You can do it, its just not advisable.  id say your best bet, is an air matress in a REALLY big tent, it works fine, and to prevent leakage, throw a tarp over it and seal it using an anti-water spray sealant.  its even cheaper than a Uhaul rental... at least where i lived...


----------



## Vaelarsa (Oct 19, 2009)

Tell your sister to suck it up and leave her dogs with someone, or she doesn't need to come?
May sound dickish, but seriously, bringing her dogs isn't worth you endangering yourself or your merchandise.

But my advice is set up a small sleeping space in the back of a van, or the back seat of a van.
I'd rather be in a tent myself, but vans are easy and safe to sleep in.


----------



## Smelge (Oct 19, 2009)

Transit van.

Plenty of room in the back for several to sleep, opens from the inside, chuck a load of sheets/duvets and shit on the floor for comfort. Win.


----------



## Shay Feral (Oct 19, 2009)

I personally wouldn't camp in a Uhaul, it would take away from the charm of camping to begin with IMO...


----------



## Ilayas (Oct 19, 2009)

For the cost of renting a u-haul I'm sure you could rent a rather large van for the weekend. Should be more then enough space to fit 3 of you.  You could try renting a tent as well (I don't know if that's an option).  If you are too tired to take down the tent perhaps you should ask for some help from those that are going with you.   Also if you plan on camping a lot in the future invest in a better sleeping bag.  
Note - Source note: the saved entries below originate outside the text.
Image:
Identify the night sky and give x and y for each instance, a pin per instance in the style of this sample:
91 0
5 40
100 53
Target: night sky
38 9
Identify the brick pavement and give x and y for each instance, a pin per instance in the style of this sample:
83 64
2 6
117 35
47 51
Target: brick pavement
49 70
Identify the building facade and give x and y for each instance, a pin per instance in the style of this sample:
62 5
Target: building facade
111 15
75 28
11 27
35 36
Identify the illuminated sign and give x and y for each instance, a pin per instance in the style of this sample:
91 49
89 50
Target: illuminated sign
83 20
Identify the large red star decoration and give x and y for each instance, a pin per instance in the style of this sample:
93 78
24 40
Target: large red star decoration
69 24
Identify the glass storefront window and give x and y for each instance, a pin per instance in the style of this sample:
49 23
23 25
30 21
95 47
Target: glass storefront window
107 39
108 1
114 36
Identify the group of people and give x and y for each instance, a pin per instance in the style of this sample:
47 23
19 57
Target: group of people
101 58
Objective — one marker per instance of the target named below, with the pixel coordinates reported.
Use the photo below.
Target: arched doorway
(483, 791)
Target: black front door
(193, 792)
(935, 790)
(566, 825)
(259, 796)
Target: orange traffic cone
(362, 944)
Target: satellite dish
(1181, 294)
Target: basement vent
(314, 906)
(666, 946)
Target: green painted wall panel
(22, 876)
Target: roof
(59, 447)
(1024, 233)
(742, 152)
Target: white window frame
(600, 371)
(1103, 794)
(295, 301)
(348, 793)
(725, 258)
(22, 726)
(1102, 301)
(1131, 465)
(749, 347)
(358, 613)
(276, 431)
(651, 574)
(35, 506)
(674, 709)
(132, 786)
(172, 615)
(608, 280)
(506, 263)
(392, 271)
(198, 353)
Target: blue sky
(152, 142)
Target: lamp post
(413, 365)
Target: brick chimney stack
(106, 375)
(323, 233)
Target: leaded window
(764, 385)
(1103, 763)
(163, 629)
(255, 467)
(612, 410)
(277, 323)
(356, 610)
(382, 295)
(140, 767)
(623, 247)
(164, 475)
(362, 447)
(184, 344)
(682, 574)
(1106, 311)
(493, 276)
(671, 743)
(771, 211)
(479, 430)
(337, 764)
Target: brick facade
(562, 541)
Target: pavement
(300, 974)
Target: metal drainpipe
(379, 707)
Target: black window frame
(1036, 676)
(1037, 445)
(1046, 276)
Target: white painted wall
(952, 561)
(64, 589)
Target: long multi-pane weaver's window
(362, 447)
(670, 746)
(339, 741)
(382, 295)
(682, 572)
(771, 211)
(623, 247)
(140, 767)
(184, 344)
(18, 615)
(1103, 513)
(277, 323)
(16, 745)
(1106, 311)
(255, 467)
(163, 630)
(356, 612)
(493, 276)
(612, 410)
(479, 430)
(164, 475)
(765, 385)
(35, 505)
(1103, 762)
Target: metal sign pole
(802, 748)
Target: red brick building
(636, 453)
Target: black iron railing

And then there's the pick up with a cover option.   My sister and a bunch of other wildlife majors camped their way across the south west one spring break (it was really cold out) sleeping the back of a pick up (among other things).  

As others have mentioned I think it'd be wise to leave the dogs at home.  Perhaps have your sister get a neighbor or friend to look after them.  Heck as a kid I used to dog sit all the time for the people that lived around me.  $20 or so bucks to check in on the dogs 3 times a day for a weekend is easy money.


----------



## net-cat (Oct 19, 2009)

Okay, first. Who's paying for this? You are? Goodness. Sounds like your sister needs to either pay up for her dogs or find a sitter for them.

I hate it when people think they're entitled to special consideration for their dogs/children, but that's a rant for another thread.

Second, sleeping in a U-Haul is a bad idea. And there is one very simple, critical reason for this. Once they are locked from the outside, you can't open them from the inside. I can totally see you sleeping in it and some kids come by and play with the latch, or something.

Beyond that, it's not ventilated for people. You probably won't suffocate unless you stuff like ten people in there, but it's going to get damn hot in there with even two. (Especially if there are dogs, too. 101 degrees, yo.)

The floor, of course, can be dealt with by mattresses and such.

I think your money might be better spent on a nice, large van.


----------